Lademacher recounted in his autobiographical Wild Romance--Een fijne hel how he, a young man from Brussels, fell into Brood's rock and roll lifestyle, complete with sex and drugs. Writing songs initially came easily, with Brood writing lyrics and Lademacher the music. He co-wrote the singles Saturday Night and Never Be Clever.

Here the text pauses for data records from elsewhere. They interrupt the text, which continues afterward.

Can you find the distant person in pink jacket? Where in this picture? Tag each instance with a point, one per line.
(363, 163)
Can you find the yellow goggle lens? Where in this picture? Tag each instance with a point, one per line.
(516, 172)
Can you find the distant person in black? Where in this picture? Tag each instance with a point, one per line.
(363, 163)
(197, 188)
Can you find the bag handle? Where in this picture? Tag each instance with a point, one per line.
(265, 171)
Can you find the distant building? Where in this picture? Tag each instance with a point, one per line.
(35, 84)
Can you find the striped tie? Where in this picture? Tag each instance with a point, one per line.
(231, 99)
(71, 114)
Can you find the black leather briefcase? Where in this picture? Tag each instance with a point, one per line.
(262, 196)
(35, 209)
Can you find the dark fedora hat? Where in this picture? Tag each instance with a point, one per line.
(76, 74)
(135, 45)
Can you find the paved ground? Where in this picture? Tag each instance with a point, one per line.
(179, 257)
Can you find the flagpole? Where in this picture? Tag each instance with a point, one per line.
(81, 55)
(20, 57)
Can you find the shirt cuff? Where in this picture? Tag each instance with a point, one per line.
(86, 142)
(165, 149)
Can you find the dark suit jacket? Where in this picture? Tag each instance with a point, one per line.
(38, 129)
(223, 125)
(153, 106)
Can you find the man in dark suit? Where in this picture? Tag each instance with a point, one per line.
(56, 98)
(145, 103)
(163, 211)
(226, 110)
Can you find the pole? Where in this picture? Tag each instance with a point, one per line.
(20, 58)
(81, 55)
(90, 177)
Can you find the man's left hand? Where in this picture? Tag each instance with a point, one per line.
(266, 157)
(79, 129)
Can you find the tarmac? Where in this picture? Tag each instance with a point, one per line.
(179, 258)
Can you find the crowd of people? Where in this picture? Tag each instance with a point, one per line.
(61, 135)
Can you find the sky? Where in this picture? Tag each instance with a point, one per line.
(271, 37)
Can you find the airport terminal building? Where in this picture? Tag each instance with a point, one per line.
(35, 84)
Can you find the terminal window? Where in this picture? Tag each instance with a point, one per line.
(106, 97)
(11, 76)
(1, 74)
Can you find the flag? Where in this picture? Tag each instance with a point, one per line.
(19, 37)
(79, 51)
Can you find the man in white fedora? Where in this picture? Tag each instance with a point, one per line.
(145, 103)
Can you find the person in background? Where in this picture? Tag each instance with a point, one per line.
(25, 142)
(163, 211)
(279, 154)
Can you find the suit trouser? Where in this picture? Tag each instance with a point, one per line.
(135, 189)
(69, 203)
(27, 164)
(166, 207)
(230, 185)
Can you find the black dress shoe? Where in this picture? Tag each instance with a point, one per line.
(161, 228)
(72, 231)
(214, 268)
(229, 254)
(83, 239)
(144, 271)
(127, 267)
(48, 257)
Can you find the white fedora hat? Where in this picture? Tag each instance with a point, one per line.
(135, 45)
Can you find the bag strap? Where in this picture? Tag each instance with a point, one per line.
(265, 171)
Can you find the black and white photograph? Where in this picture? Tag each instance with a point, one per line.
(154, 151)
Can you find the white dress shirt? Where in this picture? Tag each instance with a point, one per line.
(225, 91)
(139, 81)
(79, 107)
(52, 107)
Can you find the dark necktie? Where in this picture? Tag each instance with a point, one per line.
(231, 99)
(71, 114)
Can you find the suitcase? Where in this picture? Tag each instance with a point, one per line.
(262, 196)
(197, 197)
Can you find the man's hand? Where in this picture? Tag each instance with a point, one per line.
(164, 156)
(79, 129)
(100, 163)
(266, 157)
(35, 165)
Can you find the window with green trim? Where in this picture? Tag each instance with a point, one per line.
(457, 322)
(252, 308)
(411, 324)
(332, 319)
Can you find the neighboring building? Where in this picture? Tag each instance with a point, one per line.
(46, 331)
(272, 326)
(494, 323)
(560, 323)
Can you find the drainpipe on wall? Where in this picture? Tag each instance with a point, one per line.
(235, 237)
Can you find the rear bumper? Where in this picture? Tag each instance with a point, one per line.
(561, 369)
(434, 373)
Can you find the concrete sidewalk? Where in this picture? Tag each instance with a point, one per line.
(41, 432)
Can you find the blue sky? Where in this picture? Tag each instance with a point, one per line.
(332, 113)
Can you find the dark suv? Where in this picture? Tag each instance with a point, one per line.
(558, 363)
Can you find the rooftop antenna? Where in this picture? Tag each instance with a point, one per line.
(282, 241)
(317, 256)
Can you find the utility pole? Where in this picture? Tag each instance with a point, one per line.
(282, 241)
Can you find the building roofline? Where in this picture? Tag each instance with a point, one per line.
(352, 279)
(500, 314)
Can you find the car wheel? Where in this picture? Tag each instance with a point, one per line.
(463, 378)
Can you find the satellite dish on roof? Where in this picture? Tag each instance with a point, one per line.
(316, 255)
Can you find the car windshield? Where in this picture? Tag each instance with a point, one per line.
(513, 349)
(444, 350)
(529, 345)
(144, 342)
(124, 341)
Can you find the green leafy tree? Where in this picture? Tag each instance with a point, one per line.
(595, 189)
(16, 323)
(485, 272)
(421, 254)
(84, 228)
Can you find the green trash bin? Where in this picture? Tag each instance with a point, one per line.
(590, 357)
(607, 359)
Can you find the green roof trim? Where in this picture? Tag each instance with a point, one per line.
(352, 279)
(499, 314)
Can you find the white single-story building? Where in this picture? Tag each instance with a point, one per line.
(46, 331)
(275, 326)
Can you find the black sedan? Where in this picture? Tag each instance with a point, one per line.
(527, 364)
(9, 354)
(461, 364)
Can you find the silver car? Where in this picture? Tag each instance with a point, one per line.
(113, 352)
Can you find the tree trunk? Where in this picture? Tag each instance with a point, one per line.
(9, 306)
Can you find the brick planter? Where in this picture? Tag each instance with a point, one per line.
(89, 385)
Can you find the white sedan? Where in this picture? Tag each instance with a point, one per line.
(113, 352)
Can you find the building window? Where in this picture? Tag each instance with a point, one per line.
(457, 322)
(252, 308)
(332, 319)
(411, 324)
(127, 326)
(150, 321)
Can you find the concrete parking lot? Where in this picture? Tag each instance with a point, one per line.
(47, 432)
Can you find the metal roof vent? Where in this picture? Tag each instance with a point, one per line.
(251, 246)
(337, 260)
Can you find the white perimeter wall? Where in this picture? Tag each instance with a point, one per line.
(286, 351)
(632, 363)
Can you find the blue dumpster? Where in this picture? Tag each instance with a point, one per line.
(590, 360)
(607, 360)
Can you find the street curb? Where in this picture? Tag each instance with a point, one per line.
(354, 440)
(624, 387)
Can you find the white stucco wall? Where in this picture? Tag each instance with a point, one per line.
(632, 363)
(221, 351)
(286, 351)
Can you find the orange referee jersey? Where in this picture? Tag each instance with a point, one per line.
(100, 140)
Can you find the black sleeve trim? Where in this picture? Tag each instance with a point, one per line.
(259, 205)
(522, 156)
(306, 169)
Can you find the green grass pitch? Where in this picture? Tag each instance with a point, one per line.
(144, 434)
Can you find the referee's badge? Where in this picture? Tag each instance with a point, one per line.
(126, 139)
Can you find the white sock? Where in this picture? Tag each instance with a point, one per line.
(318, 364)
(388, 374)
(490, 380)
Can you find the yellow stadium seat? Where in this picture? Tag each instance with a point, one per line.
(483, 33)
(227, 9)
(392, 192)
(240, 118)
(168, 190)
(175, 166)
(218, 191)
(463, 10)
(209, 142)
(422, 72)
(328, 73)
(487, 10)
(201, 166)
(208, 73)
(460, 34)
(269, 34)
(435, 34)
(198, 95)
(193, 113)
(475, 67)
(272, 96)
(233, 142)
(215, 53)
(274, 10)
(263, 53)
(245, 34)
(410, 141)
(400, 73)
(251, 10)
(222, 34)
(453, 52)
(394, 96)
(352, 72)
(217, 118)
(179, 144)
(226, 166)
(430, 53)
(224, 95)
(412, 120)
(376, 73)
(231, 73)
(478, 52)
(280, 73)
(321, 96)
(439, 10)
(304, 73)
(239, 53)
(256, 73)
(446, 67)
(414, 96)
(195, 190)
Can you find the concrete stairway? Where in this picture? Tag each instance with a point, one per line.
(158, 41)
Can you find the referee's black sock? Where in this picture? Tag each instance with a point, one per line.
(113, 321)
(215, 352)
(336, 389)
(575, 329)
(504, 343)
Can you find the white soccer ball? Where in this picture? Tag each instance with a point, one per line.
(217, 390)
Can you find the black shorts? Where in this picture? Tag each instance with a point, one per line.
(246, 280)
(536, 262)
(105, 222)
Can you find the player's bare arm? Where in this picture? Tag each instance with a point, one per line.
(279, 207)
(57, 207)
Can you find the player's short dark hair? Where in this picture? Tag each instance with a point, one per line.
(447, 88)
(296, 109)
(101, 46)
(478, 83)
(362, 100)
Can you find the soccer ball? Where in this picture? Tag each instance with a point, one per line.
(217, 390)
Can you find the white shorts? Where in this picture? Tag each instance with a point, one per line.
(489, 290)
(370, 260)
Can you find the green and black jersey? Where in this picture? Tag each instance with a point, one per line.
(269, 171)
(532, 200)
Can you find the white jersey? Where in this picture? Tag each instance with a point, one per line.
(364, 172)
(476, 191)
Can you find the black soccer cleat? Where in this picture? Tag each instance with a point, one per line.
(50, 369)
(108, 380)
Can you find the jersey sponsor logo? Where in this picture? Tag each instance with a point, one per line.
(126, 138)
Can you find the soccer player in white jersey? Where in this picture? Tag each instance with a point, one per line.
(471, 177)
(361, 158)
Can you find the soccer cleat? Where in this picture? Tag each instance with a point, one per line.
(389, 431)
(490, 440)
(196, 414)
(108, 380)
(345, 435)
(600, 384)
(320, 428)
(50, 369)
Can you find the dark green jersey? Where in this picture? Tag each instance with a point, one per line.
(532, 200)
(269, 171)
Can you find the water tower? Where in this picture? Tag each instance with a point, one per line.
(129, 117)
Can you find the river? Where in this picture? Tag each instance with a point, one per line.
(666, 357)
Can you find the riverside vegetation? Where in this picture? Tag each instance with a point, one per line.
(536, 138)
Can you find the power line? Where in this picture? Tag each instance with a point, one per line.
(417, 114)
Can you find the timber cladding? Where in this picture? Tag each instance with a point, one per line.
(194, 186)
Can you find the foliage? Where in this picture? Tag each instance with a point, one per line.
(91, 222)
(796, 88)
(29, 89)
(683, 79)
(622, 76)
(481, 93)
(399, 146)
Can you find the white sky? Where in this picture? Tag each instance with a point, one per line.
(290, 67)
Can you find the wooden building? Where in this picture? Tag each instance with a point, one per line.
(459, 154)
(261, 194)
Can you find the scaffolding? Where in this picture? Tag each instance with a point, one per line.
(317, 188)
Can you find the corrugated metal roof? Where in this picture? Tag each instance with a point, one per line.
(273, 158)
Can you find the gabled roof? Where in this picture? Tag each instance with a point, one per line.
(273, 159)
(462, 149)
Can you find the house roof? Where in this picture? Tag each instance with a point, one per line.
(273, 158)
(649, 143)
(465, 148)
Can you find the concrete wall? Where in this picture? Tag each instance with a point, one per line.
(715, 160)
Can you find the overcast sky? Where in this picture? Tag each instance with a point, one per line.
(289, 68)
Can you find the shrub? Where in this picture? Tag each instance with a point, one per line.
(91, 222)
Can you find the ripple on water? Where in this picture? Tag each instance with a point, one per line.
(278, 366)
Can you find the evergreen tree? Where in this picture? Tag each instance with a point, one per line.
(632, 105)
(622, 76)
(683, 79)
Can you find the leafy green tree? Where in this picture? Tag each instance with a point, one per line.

But by 1981 he had had enough; he said that Brood's liquor and drugs habit (Brood switched from speed to heroin) made working with him impossible. For six years he played with the bands Innersleeve and Vitesse.

In 1981, he won an Edison award for his album Dany Lademachers Innersleeve. In 1987 Brood asked him to return, which he did. They recorded three albums (including Yada Yada), but by 1989 Brood, lacking commercial success, stopped performing.

==The Radios==
After his second parting with Herman Brood, Lademacher joined the Belgian pop band The Radios which had several hit singles in the Netherlands and Belgium. Their single She Goes Nana became an international hit.

==Producer==
Lademacher was also active as producer. In 1981, he produced the album Black Out by The Kids, which included the hit There Will Be No Next Time. He was also the producer of the album New Lines by Machiavel, with the hit single Fly.

==Death==
Lademacher died on 3 July 2025, at the age of 75.